Leica C-Lux: In-hand

That said, because in most instances apart from very strong sunlight the larger (sadly non-tilting) LCD display screen is properly useable and adequate, in practice it’s easy to forget the eye-level viewfinder is there – or at least you find yourself intuitively switching between a single and the various other with barely a second thought. What’s pleasing here also is the actual fact that the camera’s LCD features what’s described as a special repellent coating that helps prevent fingerprints and smears (while not actually eradicating them entirely) so you’re not constantly feeling you have to wipe the screen clean. Put simply there’s less distracting you from your subject – and the reason you want to take a photograph in the first place.

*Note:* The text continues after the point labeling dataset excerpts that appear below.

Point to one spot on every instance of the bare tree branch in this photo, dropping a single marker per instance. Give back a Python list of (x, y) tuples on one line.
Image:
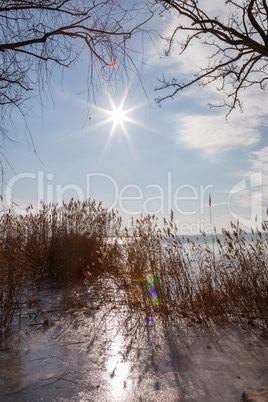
[(240, 46), (36, 35)]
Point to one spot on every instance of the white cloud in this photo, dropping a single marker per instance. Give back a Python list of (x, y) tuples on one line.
[(212, 134), (259, 160)]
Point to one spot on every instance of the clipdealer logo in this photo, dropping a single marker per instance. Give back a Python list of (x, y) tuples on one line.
[(185, 200)]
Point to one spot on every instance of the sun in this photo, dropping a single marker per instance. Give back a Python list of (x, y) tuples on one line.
[(119, 116)]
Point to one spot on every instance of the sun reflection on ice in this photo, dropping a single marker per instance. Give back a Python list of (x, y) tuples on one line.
[(118, 370)]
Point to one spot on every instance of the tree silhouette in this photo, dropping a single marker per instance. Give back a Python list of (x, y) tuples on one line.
[(37, 35), (239, 42)]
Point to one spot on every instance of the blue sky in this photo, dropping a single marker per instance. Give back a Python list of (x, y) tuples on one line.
[(168, 157)]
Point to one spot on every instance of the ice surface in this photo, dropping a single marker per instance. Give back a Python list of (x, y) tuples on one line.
[(91, 352)]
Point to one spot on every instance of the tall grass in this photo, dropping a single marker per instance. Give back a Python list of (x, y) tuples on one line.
[(154, 271)]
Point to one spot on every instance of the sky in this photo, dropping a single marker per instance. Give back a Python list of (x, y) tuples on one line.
[(158, 159)]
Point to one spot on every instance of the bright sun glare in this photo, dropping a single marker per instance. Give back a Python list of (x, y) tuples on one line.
[(118, 115)]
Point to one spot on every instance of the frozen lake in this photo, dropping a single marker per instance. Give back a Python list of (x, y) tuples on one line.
[(79, 349)]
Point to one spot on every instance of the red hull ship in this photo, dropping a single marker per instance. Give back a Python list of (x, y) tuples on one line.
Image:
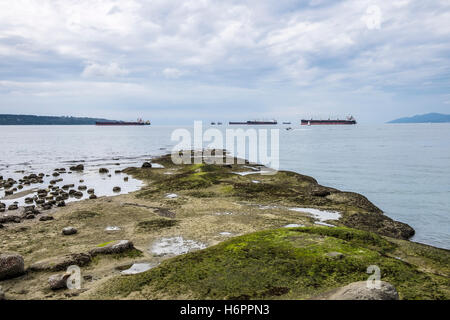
[(349, 121)]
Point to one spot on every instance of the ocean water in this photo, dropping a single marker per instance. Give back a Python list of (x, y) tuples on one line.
[(403, 169)]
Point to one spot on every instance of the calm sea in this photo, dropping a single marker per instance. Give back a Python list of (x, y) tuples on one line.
[(403, 169)]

Despite having an attention level sensor we’re also provided with a dedicated Live Viewfinder ‘LVF’ activation button, next to which is certainly one for raising the popup flash otherwise sunk into the Leica C-Lux’s best plate – wherein it is flanked by two pinprick sized holes housing the camera’s stereo microphones. It is only when the flash is elevated that obviously the available flash settings – including red-eye reduction as well as gradual synchro flash – become active. Similarly, if the flash is already raised, the camera won’t power off without it first getting returned to its ‘hidden’ (off) position within the camera’s top plate.

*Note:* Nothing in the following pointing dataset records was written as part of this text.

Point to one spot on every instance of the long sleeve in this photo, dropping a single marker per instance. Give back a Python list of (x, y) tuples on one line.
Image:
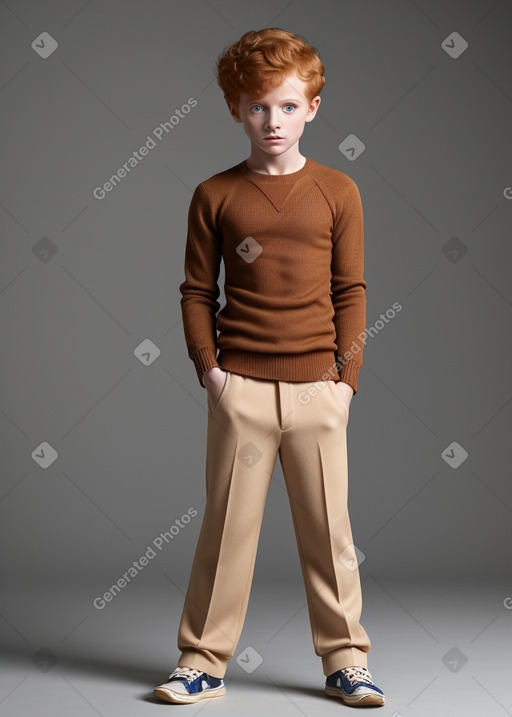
[(348, 286), (200, 289)]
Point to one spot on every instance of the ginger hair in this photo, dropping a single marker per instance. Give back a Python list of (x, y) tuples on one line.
[(260, 60)]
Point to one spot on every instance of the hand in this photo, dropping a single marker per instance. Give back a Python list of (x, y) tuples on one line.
[(346, 392), (214, 380)]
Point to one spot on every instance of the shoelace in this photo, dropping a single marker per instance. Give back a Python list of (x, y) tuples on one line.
[(188, 673), (357, 674)]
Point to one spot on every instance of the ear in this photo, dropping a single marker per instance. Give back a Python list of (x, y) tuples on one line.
[(313, 108), (233, 110)]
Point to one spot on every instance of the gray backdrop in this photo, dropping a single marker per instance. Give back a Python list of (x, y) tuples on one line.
[(103, 421)]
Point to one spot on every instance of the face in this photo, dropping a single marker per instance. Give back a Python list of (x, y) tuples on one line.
[(281, 113)]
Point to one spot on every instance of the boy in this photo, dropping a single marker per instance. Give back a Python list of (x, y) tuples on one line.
[(280, 375)]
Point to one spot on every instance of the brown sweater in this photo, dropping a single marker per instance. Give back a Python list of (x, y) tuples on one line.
[(293, 253)]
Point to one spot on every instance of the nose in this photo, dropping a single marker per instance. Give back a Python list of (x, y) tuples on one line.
[(273, 120)]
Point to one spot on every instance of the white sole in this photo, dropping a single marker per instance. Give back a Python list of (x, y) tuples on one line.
[(178, 698), (358, 700)]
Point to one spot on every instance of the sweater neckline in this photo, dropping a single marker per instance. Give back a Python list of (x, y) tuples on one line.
[(277, 178)]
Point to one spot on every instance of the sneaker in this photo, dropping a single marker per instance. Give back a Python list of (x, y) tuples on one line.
[(355, 687), (186, 685)]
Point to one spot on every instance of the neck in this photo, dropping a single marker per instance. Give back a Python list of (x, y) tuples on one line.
[(285, 163)]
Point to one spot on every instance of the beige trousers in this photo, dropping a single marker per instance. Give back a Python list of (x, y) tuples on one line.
[(251, 422)]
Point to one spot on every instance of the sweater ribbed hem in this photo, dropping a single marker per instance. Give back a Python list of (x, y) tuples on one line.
[(311, 366)]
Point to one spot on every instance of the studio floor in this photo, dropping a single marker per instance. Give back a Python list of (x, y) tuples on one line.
[(437, 649)]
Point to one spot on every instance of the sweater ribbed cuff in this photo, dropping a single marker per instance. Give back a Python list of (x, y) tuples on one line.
[(350, 374), (204, 359)]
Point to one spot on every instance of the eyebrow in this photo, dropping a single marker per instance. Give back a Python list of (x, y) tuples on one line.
[(259, 102)]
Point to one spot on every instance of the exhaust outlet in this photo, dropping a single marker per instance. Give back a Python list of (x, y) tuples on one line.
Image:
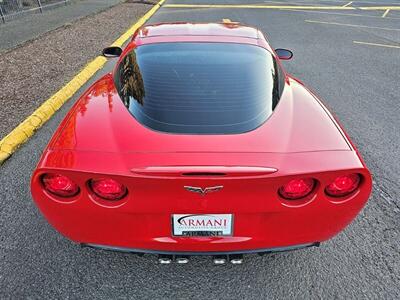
[(164, 259), (219, 259), (182, 260)]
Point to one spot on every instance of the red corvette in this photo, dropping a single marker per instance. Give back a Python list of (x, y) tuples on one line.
[(200, 143)]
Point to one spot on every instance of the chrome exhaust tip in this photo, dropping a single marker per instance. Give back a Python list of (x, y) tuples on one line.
[(164, 259), (182, 260), (219, 260), (236, 259)]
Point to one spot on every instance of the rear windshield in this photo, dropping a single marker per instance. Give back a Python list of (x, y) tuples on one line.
[(199, 88)]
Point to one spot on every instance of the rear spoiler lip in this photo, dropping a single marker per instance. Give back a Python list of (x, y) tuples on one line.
[(204, 171)]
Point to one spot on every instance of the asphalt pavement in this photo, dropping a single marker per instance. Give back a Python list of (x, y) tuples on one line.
[(19, 30), (352, 60)]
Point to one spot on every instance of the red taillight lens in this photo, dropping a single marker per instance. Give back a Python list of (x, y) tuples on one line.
[(60, 185), (343, 185), (108, 188), (297, 188)]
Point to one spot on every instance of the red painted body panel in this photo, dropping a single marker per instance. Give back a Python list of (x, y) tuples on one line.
[(100, 137)]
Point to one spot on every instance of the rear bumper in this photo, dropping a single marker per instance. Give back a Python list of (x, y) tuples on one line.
[(189, 253), (254, 231)]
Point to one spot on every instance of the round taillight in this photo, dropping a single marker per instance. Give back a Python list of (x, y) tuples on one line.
[(60, 185), (297, 188), (343, 185), (108, 189)]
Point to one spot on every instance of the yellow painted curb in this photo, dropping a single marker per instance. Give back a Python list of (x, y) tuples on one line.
[(258, 6), (20, 134)]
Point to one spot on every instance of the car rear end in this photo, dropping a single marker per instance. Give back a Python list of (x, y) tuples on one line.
[(222, 155)]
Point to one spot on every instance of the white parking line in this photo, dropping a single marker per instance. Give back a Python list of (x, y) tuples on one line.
[(385, 13), (352, 25)]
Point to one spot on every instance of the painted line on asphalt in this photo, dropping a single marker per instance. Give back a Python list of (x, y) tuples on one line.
[(378, 45), (20, 134), (380, 7), (348, 4), (257, 6), (385, 13), (352, 25), (263, 6), (336, 13)]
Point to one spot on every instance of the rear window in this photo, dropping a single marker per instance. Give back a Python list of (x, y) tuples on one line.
[(199, 88)]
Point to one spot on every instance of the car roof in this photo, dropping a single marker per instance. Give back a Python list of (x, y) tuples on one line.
[(227, 28)]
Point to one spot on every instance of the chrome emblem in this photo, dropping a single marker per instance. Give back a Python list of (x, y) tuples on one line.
[(201, 191)]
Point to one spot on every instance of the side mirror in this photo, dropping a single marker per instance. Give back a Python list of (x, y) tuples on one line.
[(284, 54), (112, 51)]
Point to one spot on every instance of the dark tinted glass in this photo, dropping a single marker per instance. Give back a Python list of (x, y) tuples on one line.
[(199, 88)]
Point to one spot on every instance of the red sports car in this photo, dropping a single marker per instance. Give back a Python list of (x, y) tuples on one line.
[(200, 143)]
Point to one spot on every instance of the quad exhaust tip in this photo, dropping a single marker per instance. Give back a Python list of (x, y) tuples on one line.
[(236, 259), (164, 259)]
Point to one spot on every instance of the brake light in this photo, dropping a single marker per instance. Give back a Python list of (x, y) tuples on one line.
[(108, 189), (343, 185), (60, 185), (297, 188)]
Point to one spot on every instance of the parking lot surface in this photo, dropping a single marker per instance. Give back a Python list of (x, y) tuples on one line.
[(351, 59)]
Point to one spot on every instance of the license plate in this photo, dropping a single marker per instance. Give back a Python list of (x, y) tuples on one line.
[(202, 225)]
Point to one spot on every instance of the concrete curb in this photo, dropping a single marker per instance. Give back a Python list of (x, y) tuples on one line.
[(20, 134)]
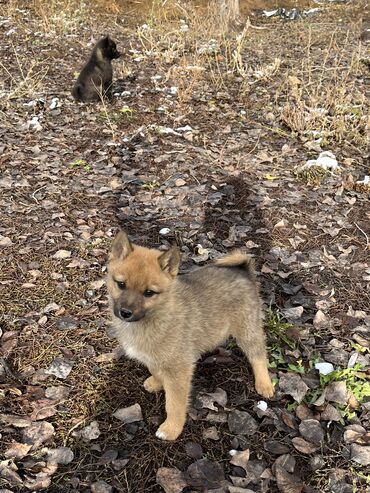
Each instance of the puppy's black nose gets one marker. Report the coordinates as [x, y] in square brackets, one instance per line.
[126, 314]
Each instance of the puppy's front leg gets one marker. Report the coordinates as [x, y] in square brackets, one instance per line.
[177, 388]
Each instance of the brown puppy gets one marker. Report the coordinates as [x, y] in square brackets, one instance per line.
[167, 321]
[95, 79]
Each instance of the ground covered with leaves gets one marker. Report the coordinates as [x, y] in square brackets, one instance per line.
[205, 146]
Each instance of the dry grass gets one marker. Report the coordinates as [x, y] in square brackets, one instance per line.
[21, 76]
[322, 99]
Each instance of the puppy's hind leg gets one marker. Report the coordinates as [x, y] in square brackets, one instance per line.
[251, 339]
[176, 384]
[153, 383]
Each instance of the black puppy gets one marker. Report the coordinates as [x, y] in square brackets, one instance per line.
[95, 79]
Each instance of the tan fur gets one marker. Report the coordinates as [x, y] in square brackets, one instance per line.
[190, 315]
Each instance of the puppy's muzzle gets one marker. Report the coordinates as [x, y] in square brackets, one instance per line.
[129, 316]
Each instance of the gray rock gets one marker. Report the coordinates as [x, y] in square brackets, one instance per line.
[360, 454]
[60, 455]
[312, 431]
[129, 414]
[67, 323]
[292, 384]
[38, 433]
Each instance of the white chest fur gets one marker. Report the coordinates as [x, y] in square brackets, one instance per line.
[135, 353]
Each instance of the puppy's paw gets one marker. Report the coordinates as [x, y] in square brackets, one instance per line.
[265, 388]
[151, 384]
[169, 431]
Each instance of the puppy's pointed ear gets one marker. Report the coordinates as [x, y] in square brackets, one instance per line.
[121, 247]
[170, 261]
[105, 40]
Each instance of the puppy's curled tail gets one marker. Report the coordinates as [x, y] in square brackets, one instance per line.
[77, 92]
[240, 260]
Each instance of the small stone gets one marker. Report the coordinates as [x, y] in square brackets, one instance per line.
[108, 456]
[61, 254]
[317, 462]
[171, 479]
[207, 399]
[285, 461]
[288, 483]
[330, 413]
[275, 447]
[193, 450]
[303, 446]
[60, 455]
[336, 392]
[67, 323]
[17, 451]
[90, 432]
[57, 392]
[292, 384]
[129, 414]
[60, 368]
[293, 313]
[312, 431]
[101, 487]
[240, 459]
[38, 433]
[242, 423]
[205, 474]
[360, 454]
[324, 368]
[119, 464]
[211, 433]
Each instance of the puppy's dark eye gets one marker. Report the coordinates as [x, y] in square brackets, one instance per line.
[148, 293]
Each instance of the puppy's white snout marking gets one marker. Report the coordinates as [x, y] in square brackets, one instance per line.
[161, 435]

The other function buttons on the Leica C-Lux back otherwise create to take us straight to 4K photo mode – with the option of capturing in bursts or one picture – plus (Panasonic’s) Post Focus mode – where the options here are merely setting on or mode off. A third function switch provides a short lower to the camera’s crucial configurations – a ‘quick’ menu if you like. In playback settings, this key also multi duties as a delete button. Pressing this switch takes us right to ISO options, white balance settings, photo styles (including the popular vivid and two monochrome modes), along with autofocus mode, drive modes, direct exposure settlement (+ or – 3EV), and even the ability to call up a live histogram on display. All are very useful, as may be the short cut route to find them. We further get a dedicated ‘display’ key, a press of which either telephone calls up or turns off all the on-screen information, including a level gauge to ensure our horizons are direct or deactivates the display screen itself altogether. Despite the small buttons, the operation is therefore intuitive.

Leica C-Lux: Conclusion

Yes, is a lot to spend on a compact camera – it would alternatively buy a very decent interchangeable compact system camera or consumer level DSLR for example – even if you do get more ‘bang’ for your buck in the shape of a one inches sensor.

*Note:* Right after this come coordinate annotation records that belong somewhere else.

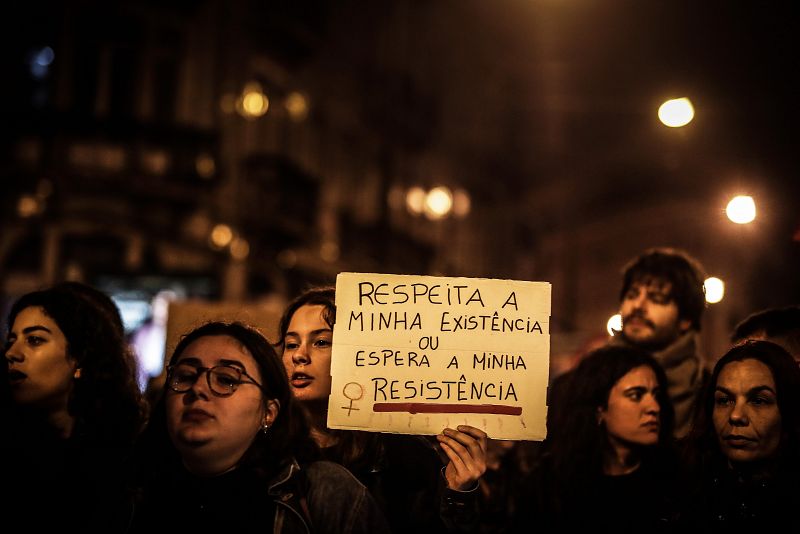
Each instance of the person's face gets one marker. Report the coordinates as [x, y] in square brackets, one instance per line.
[212, 432]
[40, 371]
[307, 354]
[633, 415]
[746, 415]
[650, 315]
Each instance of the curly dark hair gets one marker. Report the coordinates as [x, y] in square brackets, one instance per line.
[105, 400]
[576, 443]
[354, 449]
[324, 296]
[702, 447]
[287, 437]
[683, 272]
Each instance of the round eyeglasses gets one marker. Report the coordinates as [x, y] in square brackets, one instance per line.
[223, 380]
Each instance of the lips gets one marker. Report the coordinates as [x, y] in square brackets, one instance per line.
[736, 440]
[16, 377]
[651, 425]
[301, 380]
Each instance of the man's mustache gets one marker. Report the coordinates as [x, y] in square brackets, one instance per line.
[638, 315]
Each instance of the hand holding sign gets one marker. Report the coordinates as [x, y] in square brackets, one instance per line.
[432, 348]
[466, 449]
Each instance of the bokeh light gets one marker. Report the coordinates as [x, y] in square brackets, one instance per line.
[614, 324]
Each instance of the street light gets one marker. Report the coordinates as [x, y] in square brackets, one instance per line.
[715, 289]
[614, 324]
[741, 209]
[676, 112]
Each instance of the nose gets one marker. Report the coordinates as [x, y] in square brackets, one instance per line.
[738, 415]
[200, 388]
[652, 406]
[12, 355]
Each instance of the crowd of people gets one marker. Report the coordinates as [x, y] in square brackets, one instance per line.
[641, 434]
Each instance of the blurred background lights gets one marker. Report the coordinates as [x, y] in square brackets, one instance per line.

However, for the ownership of a Leica camera, it really is inexpensive and could even be considered reasonable, particularly when the very similar Panasonic TZ200 is a ‘mere’ £150 less. A sizeable monetary difference for sure, but maybe not enough to completely put you off going for the C-Lux and eschewing the closest alternate of the Lumix. We desired the implementation of the grasp on the Leica, for instance, also if the camera’s innards and specification is in any other case identical. Whether that small reality, the Leica badging plus the Ready Brek-like glow of pride the latter may bring is worth your purchase in the C-Lux is normally up to you.